It's hard to imagine a more enduring Olympic moment than Rafer Johnson's gutty, gold medal triumph in Rome in 1960, when the exhausted decathlete staggered across the finish line of the last event, the 1,500 meters—steps ahead of his best friend, C.K. Yang. But Johnson just may have topped it 24 years later, on a balmy evening when he barely broke a sweat. That memorable July night, Johnson, then 48, trotted up 99 steps inside a jammed Los Angeles Coliseum to ignite the flame signaling the start of the 1984 Summer Games—and lit a fire in the hearts of his two children, Jenny and Josh. "What we got from my father that day," remembers Jenny, 27, "was that it allowed us to dream about the Olympics—that maybe it was a possibility for us."

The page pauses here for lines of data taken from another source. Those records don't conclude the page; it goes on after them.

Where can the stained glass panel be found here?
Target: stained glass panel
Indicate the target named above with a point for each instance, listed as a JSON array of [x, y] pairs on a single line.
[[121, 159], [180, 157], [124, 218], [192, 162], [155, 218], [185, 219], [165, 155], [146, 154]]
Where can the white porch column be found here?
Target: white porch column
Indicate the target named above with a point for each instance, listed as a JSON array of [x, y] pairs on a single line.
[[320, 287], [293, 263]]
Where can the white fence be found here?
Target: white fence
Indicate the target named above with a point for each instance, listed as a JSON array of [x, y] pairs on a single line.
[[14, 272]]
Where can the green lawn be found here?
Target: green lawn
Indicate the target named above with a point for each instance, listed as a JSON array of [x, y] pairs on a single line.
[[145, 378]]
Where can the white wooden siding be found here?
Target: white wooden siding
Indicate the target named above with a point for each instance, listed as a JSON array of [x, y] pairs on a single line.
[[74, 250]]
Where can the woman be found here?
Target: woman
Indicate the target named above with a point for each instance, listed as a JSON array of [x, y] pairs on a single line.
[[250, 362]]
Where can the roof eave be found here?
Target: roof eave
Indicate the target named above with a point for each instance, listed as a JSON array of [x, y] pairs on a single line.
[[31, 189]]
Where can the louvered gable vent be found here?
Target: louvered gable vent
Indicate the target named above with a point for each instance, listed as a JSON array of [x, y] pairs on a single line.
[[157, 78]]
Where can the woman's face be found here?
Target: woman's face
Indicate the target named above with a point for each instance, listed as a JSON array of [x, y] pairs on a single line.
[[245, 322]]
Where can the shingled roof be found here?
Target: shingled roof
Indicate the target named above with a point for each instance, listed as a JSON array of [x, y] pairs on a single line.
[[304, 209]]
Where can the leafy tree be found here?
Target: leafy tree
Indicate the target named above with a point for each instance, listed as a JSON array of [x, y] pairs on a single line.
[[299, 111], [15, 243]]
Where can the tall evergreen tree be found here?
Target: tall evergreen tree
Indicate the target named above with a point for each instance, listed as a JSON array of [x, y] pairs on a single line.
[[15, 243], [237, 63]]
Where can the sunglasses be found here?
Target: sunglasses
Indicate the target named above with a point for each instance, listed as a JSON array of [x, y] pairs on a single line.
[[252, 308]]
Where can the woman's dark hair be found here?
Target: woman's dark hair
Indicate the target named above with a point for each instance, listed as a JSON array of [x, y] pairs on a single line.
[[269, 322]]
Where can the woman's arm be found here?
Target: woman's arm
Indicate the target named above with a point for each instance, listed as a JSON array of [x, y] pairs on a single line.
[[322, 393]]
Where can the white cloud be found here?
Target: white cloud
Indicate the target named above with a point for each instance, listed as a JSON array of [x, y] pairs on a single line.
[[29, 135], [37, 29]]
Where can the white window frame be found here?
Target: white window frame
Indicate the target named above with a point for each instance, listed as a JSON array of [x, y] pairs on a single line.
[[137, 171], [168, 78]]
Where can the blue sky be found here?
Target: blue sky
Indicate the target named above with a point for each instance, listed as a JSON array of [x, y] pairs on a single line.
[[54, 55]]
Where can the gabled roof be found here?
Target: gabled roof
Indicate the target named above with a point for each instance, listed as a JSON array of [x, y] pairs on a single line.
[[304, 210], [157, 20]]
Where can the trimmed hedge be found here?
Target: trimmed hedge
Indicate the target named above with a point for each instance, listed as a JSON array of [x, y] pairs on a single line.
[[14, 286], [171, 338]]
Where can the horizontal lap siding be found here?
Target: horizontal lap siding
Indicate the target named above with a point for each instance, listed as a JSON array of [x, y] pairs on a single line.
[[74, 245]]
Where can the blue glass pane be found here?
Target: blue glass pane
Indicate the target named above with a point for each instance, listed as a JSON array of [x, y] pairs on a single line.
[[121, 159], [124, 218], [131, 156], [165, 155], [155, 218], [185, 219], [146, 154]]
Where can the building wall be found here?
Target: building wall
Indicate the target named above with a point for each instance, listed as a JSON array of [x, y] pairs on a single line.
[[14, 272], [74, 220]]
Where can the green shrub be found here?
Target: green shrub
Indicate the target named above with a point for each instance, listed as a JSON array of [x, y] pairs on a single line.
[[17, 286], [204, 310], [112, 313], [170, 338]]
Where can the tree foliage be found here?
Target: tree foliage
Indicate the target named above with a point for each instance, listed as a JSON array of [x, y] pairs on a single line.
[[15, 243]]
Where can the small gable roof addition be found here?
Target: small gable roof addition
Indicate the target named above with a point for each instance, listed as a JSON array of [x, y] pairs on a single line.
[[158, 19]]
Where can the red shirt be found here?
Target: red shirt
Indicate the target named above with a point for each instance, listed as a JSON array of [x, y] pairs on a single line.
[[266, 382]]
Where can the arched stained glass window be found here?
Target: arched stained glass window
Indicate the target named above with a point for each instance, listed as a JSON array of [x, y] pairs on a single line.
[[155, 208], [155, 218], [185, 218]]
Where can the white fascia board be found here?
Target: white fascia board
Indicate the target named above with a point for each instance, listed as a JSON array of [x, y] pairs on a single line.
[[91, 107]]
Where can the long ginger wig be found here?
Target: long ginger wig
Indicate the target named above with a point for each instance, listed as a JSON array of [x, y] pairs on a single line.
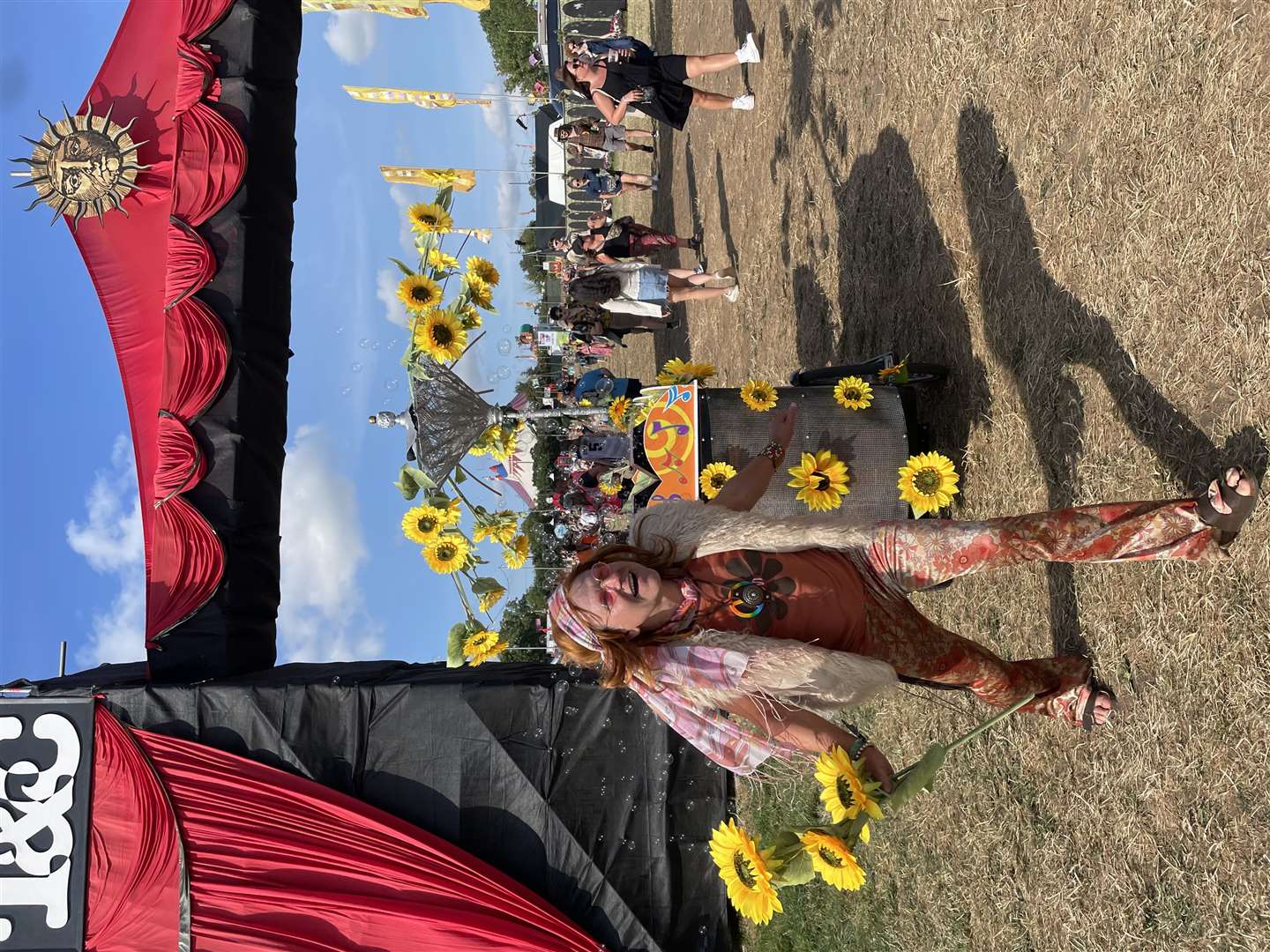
[[623, 657]]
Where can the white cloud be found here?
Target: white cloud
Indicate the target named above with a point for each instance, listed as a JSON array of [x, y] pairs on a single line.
[[386, 280], [323, 614], [352, 34], [499, 120], [503, 112], [111, 539]]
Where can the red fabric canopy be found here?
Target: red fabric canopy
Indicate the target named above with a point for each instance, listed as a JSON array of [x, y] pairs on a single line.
[[279, 862], [172, 349]]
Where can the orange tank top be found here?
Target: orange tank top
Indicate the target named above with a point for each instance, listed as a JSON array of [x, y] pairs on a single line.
[[814, 596]]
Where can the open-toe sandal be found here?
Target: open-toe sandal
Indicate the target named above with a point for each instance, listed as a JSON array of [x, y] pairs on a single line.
[[1081, 711], [1227, 524]]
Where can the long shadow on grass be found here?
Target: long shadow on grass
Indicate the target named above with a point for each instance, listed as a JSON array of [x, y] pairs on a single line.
[[678, 342], [1036, 329]]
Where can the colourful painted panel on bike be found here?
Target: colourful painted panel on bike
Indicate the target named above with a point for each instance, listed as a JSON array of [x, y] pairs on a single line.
[[671, 443]]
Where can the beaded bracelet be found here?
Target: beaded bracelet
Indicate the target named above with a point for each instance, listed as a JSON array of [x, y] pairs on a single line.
[[775, 452]]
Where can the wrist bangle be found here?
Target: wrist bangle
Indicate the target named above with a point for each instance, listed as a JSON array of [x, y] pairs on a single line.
[[859, 744], [775, 453]]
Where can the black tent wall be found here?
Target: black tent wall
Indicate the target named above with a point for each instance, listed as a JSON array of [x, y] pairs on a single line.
[[578, 792], [244, 429]]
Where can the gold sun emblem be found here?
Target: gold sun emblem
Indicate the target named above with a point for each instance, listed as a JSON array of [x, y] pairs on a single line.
[[81, 164]]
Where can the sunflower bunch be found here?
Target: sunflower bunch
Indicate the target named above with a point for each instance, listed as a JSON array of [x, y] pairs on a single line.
[[678, 371], [497, 527], [482, 646], [438, 331], [927, 482], [798, 854], [822, 480], [758, 395], [714, 478]]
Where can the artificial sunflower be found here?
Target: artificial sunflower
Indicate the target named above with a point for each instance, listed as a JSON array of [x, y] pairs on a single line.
[[441, 262], [927, 482], [833, 861], [488, 599], [680, 371], [854, 394], [504, 444], [447, 554], [479, 291], [419, 292], [482, 270], [820, 480], [747, 873], [843, 792], [714, 476], [516, 554], [441, 337], [758, 395], [617, 412], [482, 646], [894, 375], [430, 217], [423, 524]]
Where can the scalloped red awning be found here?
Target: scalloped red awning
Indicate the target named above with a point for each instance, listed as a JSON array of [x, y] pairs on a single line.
[[145, 265], [280, 862]]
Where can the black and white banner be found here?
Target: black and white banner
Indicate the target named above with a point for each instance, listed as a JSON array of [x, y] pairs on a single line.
[[46, 762]]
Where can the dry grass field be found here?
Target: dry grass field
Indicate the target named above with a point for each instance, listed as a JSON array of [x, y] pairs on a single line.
[[1068, 204]]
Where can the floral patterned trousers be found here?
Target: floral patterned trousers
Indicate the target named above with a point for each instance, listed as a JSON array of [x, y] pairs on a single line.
[[911, 555]]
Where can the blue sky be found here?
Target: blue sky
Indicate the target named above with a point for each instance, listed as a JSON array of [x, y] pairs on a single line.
[[352, 585]]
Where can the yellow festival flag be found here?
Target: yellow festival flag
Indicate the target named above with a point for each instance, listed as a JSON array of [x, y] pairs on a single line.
[[390, 8], [423, 98], [458, 179]]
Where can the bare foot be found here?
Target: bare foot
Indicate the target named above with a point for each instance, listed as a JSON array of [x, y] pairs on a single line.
[[1236, 480]]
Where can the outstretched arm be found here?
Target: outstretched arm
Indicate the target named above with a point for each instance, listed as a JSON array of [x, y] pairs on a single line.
[[743, 490], [810, 732]]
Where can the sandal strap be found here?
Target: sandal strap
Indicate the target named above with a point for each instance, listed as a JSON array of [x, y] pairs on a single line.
[[1229, 524]]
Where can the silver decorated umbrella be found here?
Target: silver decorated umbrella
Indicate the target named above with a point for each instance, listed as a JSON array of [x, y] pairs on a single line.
[[447, 418]]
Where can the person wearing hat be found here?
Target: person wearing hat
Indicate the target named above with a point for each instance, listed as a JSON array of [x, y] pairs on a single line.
[[712, 609]]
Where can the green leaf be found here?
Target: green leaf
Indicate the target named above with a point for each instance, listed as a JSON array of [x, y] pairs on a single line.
[[796, 871], [423, 244], [455, 643], [412, 480]]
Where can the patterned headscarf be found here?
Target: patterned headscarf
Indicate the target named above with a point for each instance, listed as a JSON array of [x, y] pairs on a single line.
[[676, 666]]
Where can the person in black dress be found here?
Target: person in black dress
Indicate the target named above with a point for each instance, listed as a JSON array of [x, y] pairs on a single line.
[[655, 86]]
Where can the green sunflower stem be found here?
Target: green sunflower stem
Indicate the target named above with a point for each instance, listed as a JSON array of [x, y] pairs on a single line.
[[460, 493], [478, 479], [462, 597], [973, 733]]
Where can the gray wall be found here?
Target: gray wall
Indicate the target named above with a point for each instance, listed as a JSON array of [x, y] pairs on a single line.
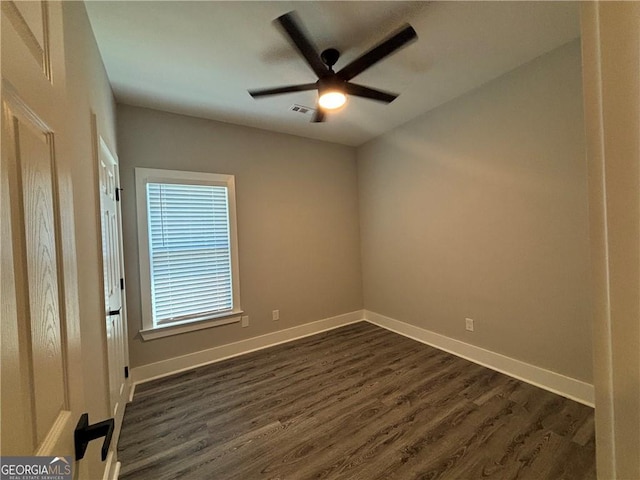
[[298, 227], [479, 209]]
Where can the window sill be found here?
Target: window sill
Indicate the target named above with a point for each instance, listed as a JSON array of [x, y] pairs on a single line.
[[177, 329]]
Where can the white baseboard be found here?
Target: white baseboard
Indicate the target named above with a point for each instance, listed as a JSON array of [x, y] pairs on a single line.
[[151, 371], [554, 382]]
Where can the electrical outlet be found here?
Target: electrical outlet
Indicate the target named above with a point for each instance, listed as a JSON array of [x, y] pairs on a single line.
[[469, 324]]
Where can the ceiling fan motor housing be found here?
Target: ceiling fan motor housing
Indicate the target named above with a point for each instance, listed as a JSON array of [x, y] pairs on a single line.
[[330, 57]]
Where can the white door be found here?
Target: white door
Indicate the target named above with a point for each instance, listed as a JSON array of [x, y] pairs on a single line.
[[112, 264], [42, 393]]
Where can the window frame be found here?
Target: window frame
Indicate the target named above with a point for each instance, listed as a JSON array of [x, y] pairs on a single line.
[[143, 176]]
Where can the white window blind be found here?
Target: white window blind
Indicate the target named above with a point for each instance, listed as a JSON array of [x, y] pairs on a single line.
[[189, 251]]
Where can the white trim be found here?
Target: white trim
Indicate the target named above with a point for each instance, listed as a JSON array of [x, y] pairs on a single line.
[[554, 382], [151, 371], [143, 176]]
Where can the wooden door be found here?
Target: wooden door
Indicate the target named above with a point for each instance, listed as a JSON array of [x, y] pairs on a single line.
[[42, 393], [112, 264]]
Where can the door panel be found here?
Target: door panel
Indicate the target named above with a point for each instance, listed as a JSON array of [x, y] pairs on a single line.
[[112, 265], [40, 325]]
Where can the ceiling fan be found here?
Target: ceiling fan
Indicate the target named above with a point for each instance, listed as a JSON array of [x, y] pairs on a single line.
[[333, 87]]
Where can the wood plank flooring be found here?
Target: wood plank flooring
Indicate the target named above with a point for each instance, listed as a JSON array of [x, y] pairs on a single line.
[[358, 402]]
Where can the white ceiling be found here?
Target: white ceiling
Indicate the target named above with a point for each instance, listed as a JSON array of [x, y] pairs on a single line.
[[200, 58]]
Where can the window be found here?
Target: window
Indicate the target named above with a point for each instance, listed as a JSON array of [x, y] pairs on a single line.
[[188, 251]]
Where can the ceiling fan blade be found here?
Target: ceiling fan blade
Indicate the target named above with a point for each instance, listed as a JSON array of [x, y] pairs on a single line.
[[319, 116], [293, 27], [396, 41], [371, 93], [279, 90]]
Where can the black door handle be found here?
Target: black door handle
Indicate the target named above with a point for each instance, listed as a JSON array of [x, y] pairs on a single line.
[[84, 433]]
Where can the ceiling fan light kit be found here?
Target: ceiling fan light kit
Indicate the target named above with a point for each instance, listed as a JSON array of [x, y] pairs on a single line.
[[333, 87]]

Today that dream is on the brink of coming true. Jenny and her beach volleyball partner, Annett Buckner-Davis, 26, will earn a ticket to Sydney if they remain one of the top two U.S. teams when final standings are tallied in mid-August. (The pair currently ranks No. 1 in the U.S. and No. 2 in the world.) Jenny could be joined there by brother Josh, 25, a javelin thrower who placed second at the 1997 nationals, if he manages to qualify at the Olympic trials in Sacramento on July 16-17. "Competing in Australia would be extra special since my dad won the silver at the '56 games in Melbourne," says Josh. "And to have my sister there walking in with me during opening ceremonies, with my parents in the stands? It would just be amazing."
No one would be more delighted than his mother and father. Rafer Johnson, who devoted much of his post-Rome efforts to promoting the Special Olympics, and wife Betsy, a former teacher, raised their children with an emphasis on academics and achievement rather than athletics per se. "My father made a point not to decorate his house with his medals and trophies. Everything you see on display is of my brother and myself," says Jenny, sweeping a chiseled arm around her parents' antiques-filled living room in the Los Angeles suburb of Sherman Oaks. "Rafer is very modest," observes Betsy, 57, who first met him when she was 13 (they fell in love a decade later and were married in 1971). "You could walk into our home and not know he was in the Olympics, but you'd know he is a father."
After graduating from the academically rigorous Windward School in West Los Angeles, where Jenny played volleyball and Josh played lacrosse, both went on to their father's alma mater, UCLA. There Jenny, a communications major, starred on the volleyball team and fell in love with UCLA wide receiver Kevin Jordan, whom she married in 1997. Josh, a sociology and African-American studies major, intended to stick with lacrosse—until one day in his freshman year. Walking across campus with his father, the pair bumped into Art Venegas, the UCLA track coach. "Doesn't Josh look like a javelin thrower?" Rafer said, almost in passing. Venegas agreed—and followed up.
"I decided to give it a try," says Josh, who as a child had kept his father's wooden javelin over his bed. By senior year he was the proud owner of a Pac 10 Conference javelin championship. "I'm so impressed by what he's accomplished," says Jenny, who remains her brother's closest confidante. "He has come so much farther than me in a much shorter period of time."
Credit Josh's bulldog tenacity, a work ethic he shares with his sister. "She's so dedicated," says Jenny's husband, Kevin, 27, who after stints with three pro football teams now works as a missionary for Athletes in Action, a college religious group. "The hard part is when she's gone," adds Jordan, who hasn't seen much of his wife lately at their Tarzana condo because of her hectic tournament schedule. "But we look at it as one summer of sacrifice."
While Jenny has been flying to matches around the world, Josh's training keeps him close to home. Very close. "I still eat in dorms—for $5 it's all you can eat," says Josh, who lives in a bungalow in West L.A. and dates Damesha Craig, 21, a UCLA sprinter he met at the track three years ago. (Her father is former football star Roger Craig.) A member of the Reebok Bruin Track Club, which pays for his travel and javelins (at $500 each), Josh also receives financial help from his parents so that he can train full-time. "We're going to get him healthy for the trials," says coach Venegas of Josh, who has been nursing a groin injury. "If he gets healthy, I think he can do well."
Whether that will be enough to make the Olympic team remains to be seen. (To qualify for the Games, Josh would not only have to place in the top three at the trials but would also have to make a toss of at least 269 ft., 20.5 ft. beyond his previous best.) But it's a safe bet he'll have a world-class cheering section. "This is the way I compete now—by supporting and encouraging my kids," says Rafer, who spent a recent weekend watching Josh at a meet in Cerritos, Calif., while Betsy traveled to Mexico to root for Jenny. "And the best thing about it is that I want for them what they want for themselves."